Die Simulationen, die das US-Militär und andere Armeen für die Ausbildung von Piloten, Schiffskapitänen oder für Taktikschulungen einsetzen, sind für die Zwecke der Streitkräfte maßgeschneidert. Mit Unterhaltungssoftware haben sie kaum etwas zu tun; ihr Ziel ist die nüchterne Abbildung realistischer Situationen. Eine besonders brutale Gewaltdarstellung wird dabei sogar als störend betrachtet, da das die Motivation der Soldaten mindern könnte.

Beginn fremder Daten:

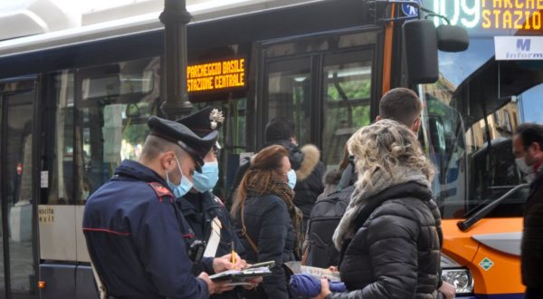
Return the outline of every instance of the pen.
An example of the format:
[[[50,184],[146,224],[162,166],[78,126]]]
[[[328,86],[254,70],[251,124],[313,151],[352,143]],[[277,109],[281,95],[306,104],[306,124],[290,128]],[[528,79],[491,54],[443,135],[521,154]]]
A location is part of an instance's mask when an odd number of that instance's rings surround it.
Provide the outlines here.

Vielmehr versucht Militärsoftware, auch zu Propaganda-Zwecken, den Krieg so sauber und kalkulierbar wie möglich darzustellen.

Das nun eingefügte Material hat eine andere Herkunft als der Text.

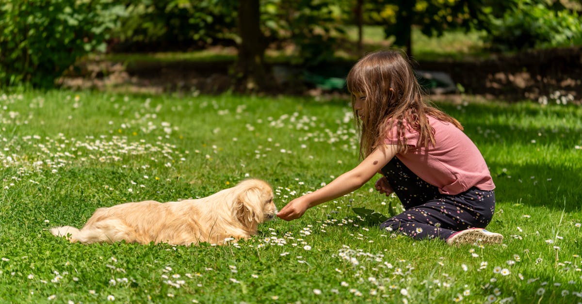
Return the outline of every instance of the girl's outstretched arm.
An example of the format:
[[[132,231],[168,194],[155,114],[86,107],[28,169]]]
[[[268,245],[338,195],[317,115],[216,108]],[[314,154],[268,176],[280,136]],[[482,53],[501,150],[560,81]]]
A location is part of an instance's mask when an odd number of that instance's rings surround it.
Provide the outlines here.
[[[308,208],[361,187],[394,157],[396,151],[397,146],[393,144],[385,145],[384,149],[377,148],[356,168],[315,192],[290,202],[277,213],[277,216],[286,221],[299,218]]]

In Spielen steht dagegen einzig die Unterhaltung im Mittelpunkt, weshalb sich die Entwickler vor allem an Hollywood orientieren und weniger an der tatsächlichen Realität, auch wenn sie das gerne zu Werbezwecken groß auf die Verpackungen schreiben. Das Militär hat im Gegensatz dazu wenig Interesse daran, dass sich Soldaten zu ramboartigen Einzelgängern und Individualisten stilisieren, die dann wie in Call of Duty 4 oder Crysis als Ein-Mann-Armee den Krieg gewinnen wollen. Ein weiterer entscheidender Unterschied zwischen Simulationen und Spielen ist die Verwendung von echten Waffen und Fahrzeugkomponenten als Eingabegeräte. Moderne Flugsimulatoren sind gerade deshalb so erfolgreich, weil das Cockpit so detailgetreu wie möglich nachgebaut wird. Das Gleiche gilt für Schießsimulatoren für Panzer und Gewehre.
Das Ziel dabei ist, Soldaten im Umgang mit ihrem Material vertraut zu machen. Mit Computerspielen haben so komplexe Trainingsysteme nur die Virtualität gemeinsam.